Three day conference at Mount Sinai Medical Center begins on anniversary of 9/11 attacks
From survivors of the London bombings to Iraq war veterans to those who witnessed the collapse of the World Trade Center towers on 9/11, post-traumatic stress disorder can afflict anyone of any age, race or gender who has survived traumatic events. Depending upon the individual, the effects of PTSD can occur within weeks or even many years following the experience or witnessing of life-threatening events such as military combat, natural disasters, terrorist acts, or personal assaults like rape. People who suffer from PTSD often re-live the experience through nightmares and flashbacks, have difficulty sleeping, feel detached or estranged, and these symptoms can be severe and last long enough to significantly impair the person's daily life.

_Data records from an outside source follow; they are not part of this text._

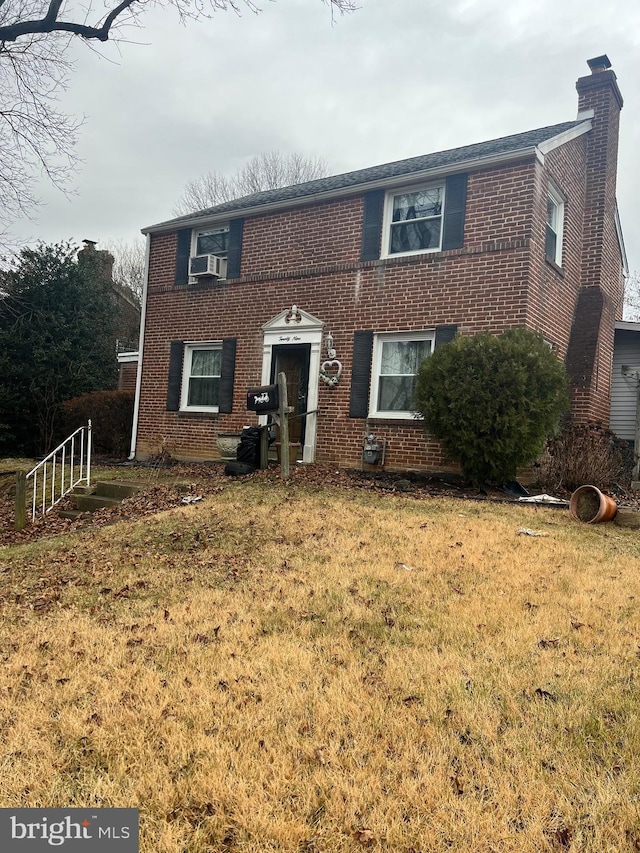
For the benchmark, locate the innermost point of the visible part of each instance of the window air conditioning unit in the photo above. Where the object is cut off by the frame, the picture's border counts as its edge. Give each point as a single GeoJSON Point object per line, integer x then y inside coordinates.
{"type": "Point", "coordinates": [208, 265]}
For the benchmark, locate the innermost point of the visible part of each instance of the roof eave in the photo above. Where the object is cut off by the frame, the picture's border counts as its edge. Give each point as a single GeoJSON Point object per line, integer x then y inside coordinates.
{"type": "Point", "coordinates": [573, 133]}
{"type": "Point", "coordinates": [380, 183]}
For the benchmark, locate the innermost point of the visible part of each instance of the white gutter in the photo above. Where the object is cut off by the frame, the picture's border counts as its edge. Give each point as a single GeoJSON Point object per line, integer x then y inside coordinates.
{"type": "Point", "coordinates": [143, 317]}
{"type": "Point", "coordinates": [354, 189]}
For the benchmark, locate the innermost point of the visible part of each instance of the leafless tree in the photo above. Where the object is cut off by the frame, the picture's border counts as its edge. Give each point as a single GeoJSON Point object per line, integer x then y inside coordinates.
{"type": "Point", "coordinates": [35, 136]}
{"type": "Point", "coordinates": [632, 297]}
{"type": "Point", "coordinates": [266, 171]}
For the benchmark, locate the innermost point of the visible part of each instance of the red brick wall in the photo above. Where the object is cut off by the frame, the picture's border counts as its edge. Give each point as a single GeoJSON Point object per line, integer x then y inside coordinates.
{"type": "Point", "coordinates": [309, 257]}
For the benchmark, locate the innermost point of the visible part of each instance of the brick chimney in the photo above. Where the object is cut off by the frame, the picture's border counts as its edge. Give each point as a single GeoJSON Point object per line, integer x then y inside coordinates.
{"type": "Point", "coordinates": [600, 299]}
{"type": "Point", "coordinates": [100, 261]}
{"type": "Point", "coordinates": [599, 92]}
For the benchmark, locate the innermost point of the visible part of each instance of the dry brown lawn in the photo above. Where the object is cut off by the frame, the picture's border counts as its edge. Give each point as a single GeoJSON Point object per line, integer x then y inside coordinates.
{"type": "Point", "coordinates": [290, 668]}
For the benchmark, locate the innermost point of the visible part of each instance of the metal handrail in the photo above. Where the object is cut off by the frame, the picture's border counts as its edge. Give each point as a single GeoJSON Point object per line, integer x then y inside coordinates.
{"type": "Point", "coordinates": [58, 464]}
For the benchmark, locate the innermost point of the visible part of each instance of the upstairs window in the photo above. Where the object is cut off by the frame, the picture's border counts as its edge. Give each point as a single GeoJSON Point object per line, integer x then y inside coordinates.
{"type": "Point", "coordinates": [202, 368]}
{"type": "Point", "coordinates": [212, 241]}
{"type": "Point", "coordinates": [555, 223]}
{"type": "Point", "coordinates": [414, 220]}
{"type": "Point", "coordinates": [396, 361]}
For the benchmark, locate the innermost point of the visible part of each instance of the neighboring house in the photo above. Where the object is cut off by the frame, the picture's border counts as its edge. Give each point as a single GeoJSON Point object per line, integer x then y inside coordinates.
{"type": "Point", "coordinates": [390, 262]}
{"type": "Point", "coordinates": [625, 384]}
{"type": "Point", "coordinates": [125, 305]}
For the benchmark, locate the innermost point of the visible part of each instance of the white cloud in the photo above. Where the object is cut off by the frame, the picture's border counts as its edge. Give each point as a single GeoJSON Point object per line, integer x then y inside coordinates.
{"type": "Point", "coordinates": [393, 80]}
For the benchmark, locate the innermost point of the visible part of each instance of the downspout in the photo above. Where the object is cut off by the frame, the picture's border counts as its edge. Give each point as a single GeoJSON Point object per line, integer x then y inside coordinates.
{"type": "Point", "coordinates": [143, 316]}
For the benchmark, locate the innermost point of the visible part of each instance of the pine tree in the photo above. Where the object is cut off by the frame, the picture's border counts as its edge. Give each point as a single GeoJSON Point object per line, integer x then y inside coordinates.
{"type": "Point", "coordinates": [56, 341]}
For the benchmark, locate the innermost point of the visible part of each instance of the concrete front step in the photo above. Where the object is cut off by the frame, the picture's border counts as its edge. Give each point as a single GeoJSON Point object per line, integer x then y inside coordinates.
{"type": "Point", "coordinates": [120, 489]}
{"type": "Point", "coordinates": [89, 503]}
{"type": "Point", "coordinates": [101, 494]}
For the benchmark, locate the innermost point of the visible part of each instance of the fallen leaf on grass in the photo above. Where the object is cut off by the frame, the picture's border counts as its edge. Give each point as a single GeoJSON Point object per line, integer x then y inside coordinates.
{"type": "Point", "coordinates": [526, 531]}
{"type": "Point", "coordinates": [544, 694]}
{"type": "Point", "coordinates": [364, 836]}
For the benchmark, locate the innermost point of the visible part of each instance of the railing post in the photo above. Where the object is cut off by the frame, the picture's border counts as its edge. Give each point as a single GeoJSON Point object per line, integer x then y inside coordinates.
{"type": "Point", "coordinates": [89, 453]}
{"type": "Point", "coordinates": [21, 497]}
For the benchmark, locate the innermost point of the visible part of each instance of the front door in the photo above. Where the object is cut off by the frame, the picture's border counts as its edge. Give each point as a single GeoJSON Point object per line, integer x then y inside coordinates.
{"type": "Point", "coordinates": [293, 361]}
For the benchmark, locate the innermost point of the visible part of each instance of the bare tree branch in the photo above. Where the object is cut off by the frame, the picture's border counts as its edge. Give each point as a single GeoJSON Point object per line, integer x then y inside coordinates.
{"type": "Point", "coordinates": [267, 171]}
{"type": "Point", "coordinates": [35, 135]}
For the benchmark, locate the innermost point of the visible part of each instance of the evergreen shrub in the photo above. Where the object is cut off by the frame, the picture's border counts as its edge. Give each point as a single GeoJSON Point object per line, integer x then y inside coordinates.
{"type": "Point", "coordinates": [491, 401]}
{"type": "Point", "coordinates": [111, 415]}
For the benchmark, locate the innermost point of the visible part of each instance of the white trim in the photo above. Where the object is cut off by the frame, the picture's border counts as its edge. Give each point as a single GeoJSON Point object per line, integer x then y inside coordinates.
{"type": "Point", "coordinates": [378, 340]}
{"type": "Point", "coordinates": [308, 330]}
{"type": "Point", "coordinates": [562, 138]}
{"type": "Point", "coordinates": [187, 355]}
{"type": "Point", "coordinates": [387, 219]}
{"type": "Point", "coordinates": [558, 200]}
{"type": "Point", "coordinates": [395, 181]}
{"type": "Point", "coordinates": [143, 319]}
{"type": "Point", "coordinates": [627, 326]}
{"type": "Point", "coordinates": [623, 251]}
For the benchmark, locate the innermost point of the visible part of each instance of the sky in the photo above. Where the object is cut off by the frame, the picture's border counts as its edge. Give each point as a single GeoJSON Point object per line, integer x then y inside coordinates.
{"type": "Point", "coordinates": [395, 79]}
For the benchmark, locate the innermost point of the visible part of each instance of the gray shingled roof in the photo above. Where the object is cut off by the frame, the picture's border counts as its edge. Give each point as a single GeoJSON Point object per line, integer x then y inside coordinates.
{"type": "Point", "coordinates": [399, 168]}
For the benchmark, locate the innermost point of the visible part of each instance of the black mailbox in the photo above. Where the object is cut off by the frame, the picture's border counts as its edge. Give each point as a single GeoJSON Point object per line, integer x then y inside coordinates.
{"type": "Point", "coordinates": [263, 399]}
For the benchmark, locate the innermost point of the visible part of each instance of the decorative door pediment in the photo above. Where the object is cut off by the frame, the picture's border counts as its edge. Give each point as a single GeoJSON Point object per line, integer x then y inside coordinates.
{"type": "Point", "coordinates": [294, 319]}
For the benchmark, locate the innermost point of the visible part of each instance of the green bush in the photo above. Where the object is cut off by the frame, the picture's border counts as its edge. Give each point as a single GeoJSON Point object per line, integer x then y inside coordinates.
{"type": "Point", "coordinates": [111, 415]}
{"type": "Point", "coordinates": [492, 401]}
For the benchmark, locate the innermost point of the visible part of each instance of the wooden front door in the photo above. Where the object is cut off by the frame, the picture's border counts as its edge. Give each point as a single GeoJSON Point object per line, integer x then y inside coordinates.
{"type": "Point", "coordinates": [293, 361]}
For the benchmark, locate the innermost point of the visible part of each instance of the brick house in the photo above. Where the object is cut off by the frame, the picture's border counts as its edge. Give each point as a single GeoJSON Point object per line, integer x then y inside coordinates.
{"type": "Point", "coordinates": [347, 282]}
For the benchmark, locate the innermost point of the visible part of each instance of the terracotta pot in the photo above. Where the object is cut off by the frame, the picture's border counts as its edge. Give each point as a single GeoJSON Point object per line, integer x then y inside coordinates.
{"type": "Point", "coordinates": [588, 504]}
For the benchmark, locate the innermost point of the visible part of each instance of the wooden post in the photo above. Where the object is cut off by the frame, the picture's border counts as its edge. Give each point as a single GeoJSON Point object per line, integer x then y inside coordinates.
{"type": "Point", "coordinates": [21, 497]}
{"type": "Point", "coordinates": [264, 447]}
{"type": "Point", "coordinates": [283, 414]}
{"type": "Point", "coordinates": [636, 442]}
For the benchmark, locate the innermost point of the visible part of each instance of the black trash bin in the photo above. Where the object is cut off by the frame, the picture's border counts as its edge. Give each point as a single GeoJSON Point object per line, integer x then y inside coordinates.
{"type": "Point", "coordinates": [248, 451]}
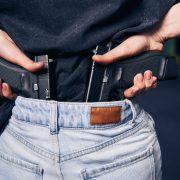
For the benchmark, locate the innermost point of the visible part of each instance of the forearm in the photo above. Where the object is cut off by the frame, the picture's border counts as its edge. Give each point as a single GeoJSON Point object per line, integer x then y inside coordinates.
{"type": "Point", "coordinates": [170, 26]}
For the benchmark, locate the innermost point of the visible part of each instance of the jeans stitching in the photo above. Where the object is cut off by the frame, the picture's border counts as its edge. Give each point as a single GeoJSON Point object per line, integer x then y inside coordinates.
{"type": "Point", "coordinates": [30, 145]}
{"type": "Point", "coordinates": [119, 164]}
{"type": "Point", "coordinates": [21, 164]}
{"type": "Point", "coordinates": [104, 144]}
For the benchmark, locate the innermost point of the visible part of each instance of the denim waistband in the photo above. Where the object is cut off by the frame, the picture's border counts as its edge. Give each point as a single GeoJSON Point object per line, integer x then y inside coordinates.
{"type": "Point", "coordinates": [67, 114]}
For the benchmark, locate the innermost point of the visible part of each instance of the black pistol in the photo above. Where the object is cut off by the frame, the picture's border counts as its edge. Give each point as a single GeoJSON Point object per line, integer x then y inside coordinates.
{"type": "Point", "coordinates": [38, 85]}
{"type": "Point", "coordinates": [107, 82]}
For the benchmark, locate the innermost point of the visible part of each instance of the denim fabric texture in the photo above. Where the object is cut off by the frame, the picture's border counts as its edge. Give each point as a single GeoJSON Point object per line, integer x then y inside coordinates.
{"type": "Point", "coordinates": [52, 140]}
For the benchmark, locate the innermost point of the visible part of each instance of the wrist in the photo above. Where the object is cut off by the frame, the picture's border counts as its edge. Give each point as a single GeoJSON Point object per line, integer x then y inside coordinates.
{"type": "Point", "coordinates": [170, 26]}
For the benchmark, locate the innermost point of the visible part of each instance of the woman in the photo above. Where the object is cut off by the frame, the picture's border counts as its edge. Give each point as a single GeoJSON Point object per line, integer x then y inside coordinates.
{"type": "Point", "coordinates": [57, 140]}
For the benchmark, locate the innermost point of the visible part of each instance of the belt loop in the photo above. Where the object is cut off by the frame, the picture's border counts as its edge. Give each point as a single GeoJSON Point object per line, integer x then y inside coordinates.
{"type": "Point", "coordinates": [53, 124]}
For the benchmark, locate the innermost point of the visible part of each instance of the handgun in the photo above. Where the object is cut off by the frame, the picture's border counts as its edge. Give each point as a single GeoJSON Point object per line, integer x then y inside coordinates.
{"type": "Point", "coordinates": [107, 82]}
{"type": "Point", "coordinates": [38, 85]}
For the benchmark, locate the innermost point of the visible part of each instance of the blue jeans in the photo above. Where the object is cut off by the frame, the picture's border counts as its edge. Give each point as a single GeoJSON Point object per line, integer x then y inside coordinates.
{"type": "Point", "coordinates": [52, 140]}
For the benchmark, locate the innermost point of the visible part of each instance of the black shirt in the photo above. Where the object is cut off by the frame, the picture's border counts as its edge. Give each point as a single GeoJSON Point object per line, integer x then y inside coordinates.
{"type": "Point", "coordinates": [70, 29]}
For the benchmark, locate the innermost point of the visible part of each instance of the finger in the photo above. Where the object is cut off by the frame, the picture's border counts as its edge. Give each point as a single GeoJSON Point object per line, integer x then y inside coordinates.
{"type": "Point", "coordinates": [136, 88]}
{"type": "Point", "coordinates": [7, 93]}
{"type": "Point", "coordinates": [148, 79]}
{"type": "Point", "coordinates": [0, 87]}
{"type": "Point", "coordinates": [130, 47]}
{"type": "Point", "coordinates": [154, 85]}
{"type": "Point", "coordinates": [12, 53]}
{"type": "Point", "coordinates": [139, 81]}
{"type": "Point", "coordinates": [131, 92]}
{"type": "Point", "coordinates": [3, 33]}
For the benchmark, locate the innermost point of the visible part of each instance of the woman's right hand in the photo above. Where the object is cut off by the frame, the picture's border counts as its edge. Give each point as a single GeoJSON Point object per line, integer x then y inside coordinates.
{"type": "Point", "coordinates": [10, 52]}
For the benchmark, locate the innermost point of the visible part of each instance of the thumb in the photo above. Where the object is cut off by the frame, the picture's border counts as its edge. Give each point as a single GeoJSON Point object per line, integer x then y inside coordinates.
{"type": "Point", "coordinates": [10, 52]}
{"type": "Point", "coordinates": [130, 47]}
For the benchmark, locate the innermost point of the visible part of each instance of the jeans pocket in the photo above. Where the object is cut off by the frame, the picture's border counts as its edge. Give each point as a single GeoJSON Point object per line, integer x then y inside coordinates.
{"type": "Point", "coordinates": [13, 168]}
{"type": "Point", "coordinates": [139, 166]}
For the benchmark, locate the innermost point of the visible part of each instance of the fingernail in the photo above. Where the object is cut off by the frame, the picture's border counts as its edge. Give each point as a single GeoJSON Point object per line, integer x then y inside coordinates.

While the disorder is not new, the terrorist attacks of 9/11 and the consequent Iraq war gave new urgency to U.S. researchers and the last four years have witnessed an explosion of information advancing our understanding of PTSD. To present the latest research about this disorder, the New York Academy of Sciences and Mount Sinai School of Medicine are co-sponsoring a three-day conference, "Psychobiology of Post-Traumatic Stress Disorder: A Decade of Progress" at the Mount Sinai Medical Center from September 11 to the 13th. The organizer is Dr. Rachel Yehuda of the Bronx VA Medical Center, Mount Sinai School of Medicine.
"The crisis of September 11 exposed gaps that existed in our knowledge of the brain and its response to stress," says Dr. Yehuda. "It became absolutely critical to turn our attention to the question of what makes some people more vulnerable to PTSD, and what makes others resilient. Without this knowledge, our approach to intervention will of necessity be incomplete."
Expanding upon research first presented at a 1996 New York Academy of Sciences conference, the 2005 meeting will present new research into the cognitive, biological and genetic factors that affect how people with PTSD respond to events. More than 30 researchers from the U.S. and abroad are expected to attend. The conference will provide a forum for an intensive discussion of the latest developments in the field of the psychobiology of PTSD and explore the ramifications of advances in biological studies and their implication for improved treatment paradigms.
Among the topics to be covered at the conference:
An overview of PTSD research since the seminal 1996 conference, including results gleaned from prospective, longitudinal biological studies
Prospective predictors of PTSD, such as prior trauma history and immediate biologic responses Possibilities for prevention, such as the administration of hydrocortisone following critical illness and major surgery
New insights into the effects of PTSD on cognitive and brain functioning, including research on the neural correlates of traumatic memory found via PET neuroimaging
Glucocorticoid responsiveness in PTSD, the role of endocrine testing, and possible treatments with low-dose cortisol
The genetics and molecular biology of PTSD
The impact of early environment through epigenetic programming by maternal behavior, and glucocorticoid programming of the fetus on the later development of PTSD
Unpublished translational studies looking at the relationship between biological and psychological factors, and whether this link can be used to predict treatment success.
Speakers will include:
Bruce McEwen, Rockefeller University; Jonathan Seckl, Western General Hospital, Edinburgh; Richard J. McNally, Harvard University; Farris Tuma, National Institute of Mental Health; Douglas L. Delahanty, Kent State University; Richard A. Bryant, University of New South Wales; Gustave Schelling, Ludwig-Maximillians University, Munich; Dominique J.-F de Quervain, University of Zurich.
The conference will be of most interest to clinicians--MDs, PhDs, RNs, and CSWs who are involved in the treatment of PTSD, and in basic and clinical research into the basis and treatment of PTSD. However, the presentations will also be compelling to students and laypersons interested in the subject.